In quella sede – come venne qui illustrato – si riconduceva la mancanza di agibilità ai limiti (rectius: dentro i limiti!) dell’incommerciabilità, con una ricostruzione che rischiava di paralizzare il mercato e che si scontrò con i dubbi dei commentatori. Ora gli ermellini sembrano offrire una ricostruzione parzialmente diversa.
Con la prima sentenza, n. 14618 del 13 giugno 2017, è stata affermata la non responsabilità professionale del Notaio laddove l’immobile oggetto della compravendita da lui ricevuta si riveli sprovvisto di abitabilità. L’attività giuridica del pubblico ufficiale, infatti, non può investire anche settori (in primis: l’urbanistica e l’edilizia) non di sua competenza. Residua in materia in capo al Notaio solo l’obbligo di chiedere riscontro della presenza dei titoli edilizi ed eventualmente consigliare l’assistenza di un tecnico che verifichi la circostanza. Sul punto ormai non sono pochi i Distretti Notarili, fra cui Bologna, che invitano alla predisposizione di una relazione ad opera di un geometra/ingegnere/architetto che dia riscontro o meno della piena conformità.
La seconda sentenza, invece, è più recente (16 ottobre 2017, n. 24342) ed interviene su una criticità ancora più ricorrente: il ritardo nella consegna del certificato di abitabilità. Capita infatti spesso che l’acquirente voglia il certificato di agibilità (o di conformità edilizia) ma che non si intenda attendere i tempi tecnici di rilascio (o di silenzio assenso) per stipulare l’atto: si procede quindi alla compravendita nelle more e restando in attesa. Se poi – tuttavia – l’ente locale tarda o chiede integrazioni esplodono le conflittualità. La Cassazione chiarisce che non è sufficiente il mero ritardo a fare scattare un diritto al risarcimento neppure in via equitativa: è comunque necessaria la prova dell’effettivo pregiudizio (o dell’impossibilità a quantificarlo).
Entrambe le decisioni hanno più pregi che è opportuno sottolineare.

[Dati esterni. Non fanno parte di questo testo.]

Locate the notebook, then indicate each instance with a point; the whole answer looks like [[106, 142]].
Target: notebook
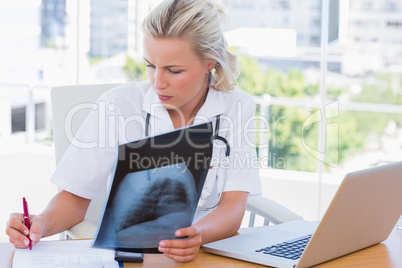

In primis ridimensionano il ruolo dell’agibilità rispetto al provvedimento inizialmente citato. Gli immobili privi di agibilità/abitabilità (per quelli meno recenti) sono commerciabili, idonei all’uso e non rappresentano un rischio concreto per i potenziali acquirenti. E’ di certo opportuno disciplinare la circostanza fin dagli accordi preliminari e per questo si suggerisce di ricorrere al Notaio non solo per la “firma del contratto” ma anche nella propedeutica fase delle trattative, sia da compratore che da alienante.
In secondo luogo pongono un freno alla – italianissima – litigiosità e tendenza a ricorrere in giudizio contro tutti e tutto alla ricerca di – ormai – impossibili ritorni economici. Il danno deve essere risarcito quando presente e dimostrabile e causato da un soggetto su cui grava effettiva responsabilità. Il primo problema della Giustizia italiana è l’eccesso di contenzioso: queste decisioni – che puniscono l’avventurismo da Tribunale – costituiscono una prima medicina per limitare il collasso del nostro ordinamento.
Infine rimettono al centro il tema della libera contrattazione fra le parti e della necessità di affidarsi a professionisti e strutture di fiducia. Se l’agibilità non è più dogma (ma mai lo è stato?) diventa fondamentale la gestione della stessa in termini di clausole, accordi, verifiche e previsioni puntuali. E la qualità e l’assistenza – ricordiamo sempre – hanno un prezzo che è giusto pagare; tanto sarà sempre inferiore alle spese per inseguire impossibili risarcimenti.